However you're correct that the Second Foundation's purpose would be to keep humanity stagnating in terms of any major changes.
That's where the ruthlessness from Second Foundation really comes in. The Psychohistorians of the Second Foundation want to ensure they'll be the dominant force in the reborn empire, so anything which threatens that is something that needs to be stopped.
Of course to give them their due, the Mule at least represented a temporary change to the status quo. Once he died everything would start to go back to the way it was, and if the Foundations had been destroyed we'd be going back to the 30,000 years of anarchy predicted by Seldon. So they had to stop him from changing everything (and then convince the First Foundation that they themselves had been destroyed).
So the Second Foundation, does want to keep humanity stagnant, to a degree. But from their perspective they're only doing it for 1000 years, which in the scope of history of the First Galactic Empire would be nothing compared to the fate of humanity without the plan.
seangreyson: I guess someone has to take the (really) long view, but it does make it kind of hard to root for them sometimes. And I still can't shake the feeling that for the Average Joe in the universe, it really wouldn't make too much difference, either way. I know the Seldon Plan isn't designed to deal with individuals, and I imagine standard of living goes up across the board if there's a unified Empire that has trade and shares technological advances, but I imagine there are still going to be people stuck at the bottom of the ladder, and it doesn't much matter to them one way or the other.
One other thing I just thought of.

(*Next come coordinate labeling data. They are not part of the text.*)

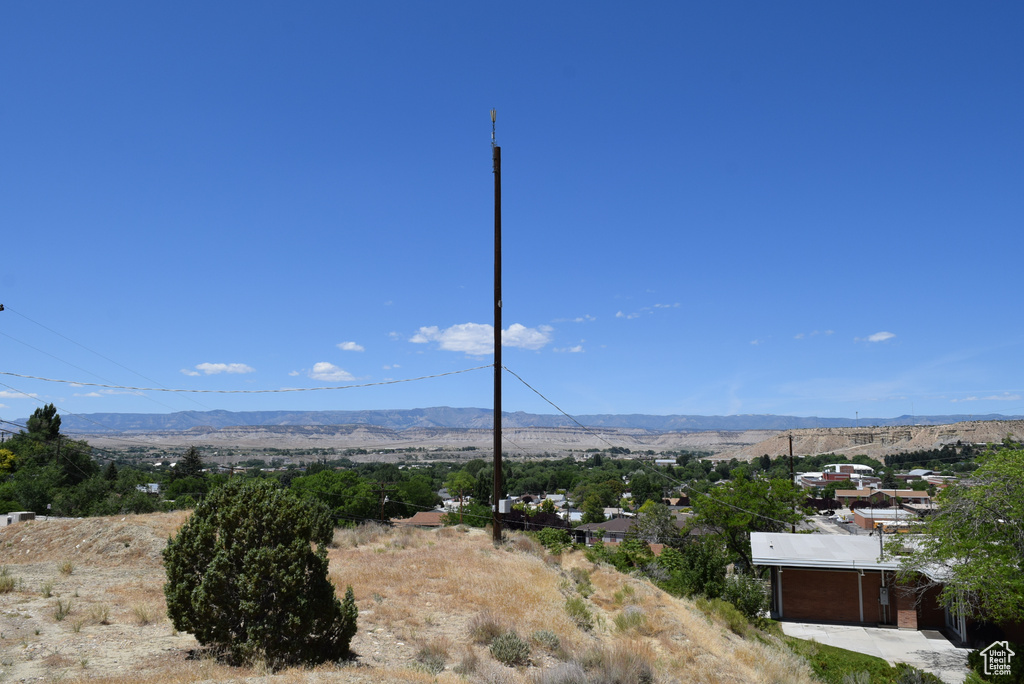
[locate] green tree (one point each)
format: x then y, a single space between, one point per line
44 423
190 465
593 510
644 488
743 506
654 523
975 542
416 494
696 568
8 461
348 496
248 575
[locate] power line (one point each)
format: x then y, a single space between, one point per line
243 391
642 466
93 351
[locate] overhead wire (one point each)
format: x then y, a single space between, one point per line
643 466
62 360
245 391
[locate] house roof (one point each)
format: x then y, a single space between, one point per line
613 525
824 551
422 519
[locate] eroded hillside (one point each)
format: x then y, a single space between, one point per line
419 592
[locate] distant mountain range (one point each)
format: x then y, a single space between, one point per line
445 417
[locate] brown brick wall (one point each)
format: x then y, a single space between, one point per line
826 595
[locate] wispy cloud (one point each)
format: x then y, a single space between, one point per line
813 333
877 337
477 339
216 369
1006 396
6 394
330 373
646 309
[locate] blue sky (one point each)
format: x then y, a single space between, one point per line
809 209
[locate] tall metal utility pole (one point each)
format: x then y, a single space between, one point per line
793 478
496 155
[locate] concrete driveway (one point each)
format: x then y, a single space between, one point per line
929 650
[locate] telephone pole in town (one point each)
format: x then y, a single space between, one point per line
496 155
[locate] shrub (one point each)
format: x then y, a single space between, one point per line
729 613
510 649
632 618
749 594
432 656
546 639
582 579
61 609
579 612
554 540
247 574
485 627
7 581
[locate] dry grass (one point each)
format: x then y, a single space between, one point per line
422 595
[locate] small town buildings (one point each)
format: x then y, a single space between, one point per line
849 580
834 579
422 519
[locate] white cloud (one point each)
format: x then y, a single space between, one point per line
877 337
525 338
571 350
17 395
478 339
330 373
1006 396
216 369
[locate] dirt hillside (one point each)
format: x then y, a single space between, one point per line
87 605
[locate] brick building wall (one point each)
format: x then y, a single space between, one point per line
834 595
830 595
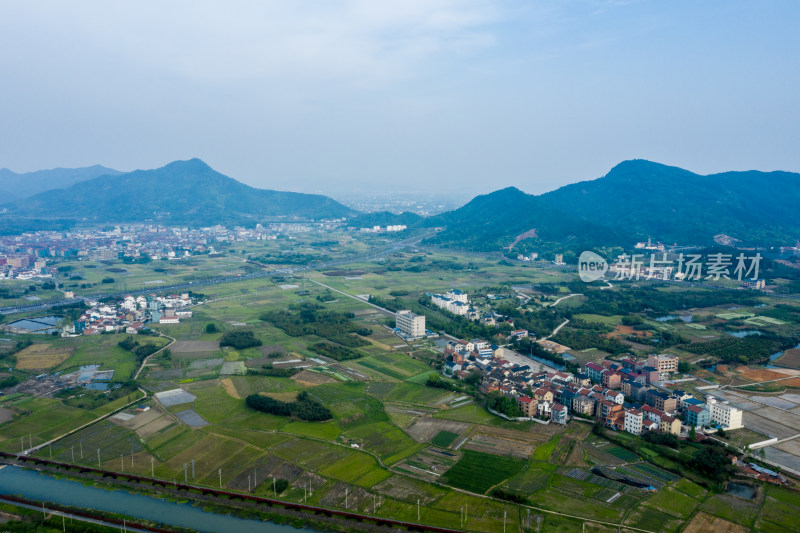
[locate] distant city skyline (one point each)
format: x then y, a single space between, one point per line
461 96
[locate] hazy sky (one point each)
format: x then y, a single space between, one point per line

Ebling Mis said the danger of the Mule was he's a mutant, and so he could pass his gifts to his children, eventually creating a new species that would rule Homo sapiens. OK, that never happened, but the 2nd Foundationers have the same powers, albeit to a lesser extent, and there's a lot of them. Doesn't the same potential exist with them? Or are they celibate, and rely on recruiting people from other worlds?
Oh I think your point with that is a big double standard the 2nd Foundation has. It's implied that they do tend to come from the same families (since they're based on earth and the one we're fairly certain they met on Earth had a family).
However to play devil's advocate. The powers themselves weren't disruptive, it was using those powers outside the context of the Seldon Plan. So if the Mule had had children, his empire would have continued on with them and the disruptions to the Plan would have grown larger (as just the relevation of an active 2nd Foundation did by itself).
As for the common man perspective, yes there will be people at the bottom, and obviously during much of the 1000 years of the plan "barbarism" will still be rampant.
However I think even at the bottom of the pile an end to barbarism would see a general rise in conditions. The worst conditions in Europe today, while still horrible, are also much better than they would have been in 800.
However in the end, I find the First Foundation far easier to accept as the hero of the story. The Second Foundation are too much the manipulators to be heroes.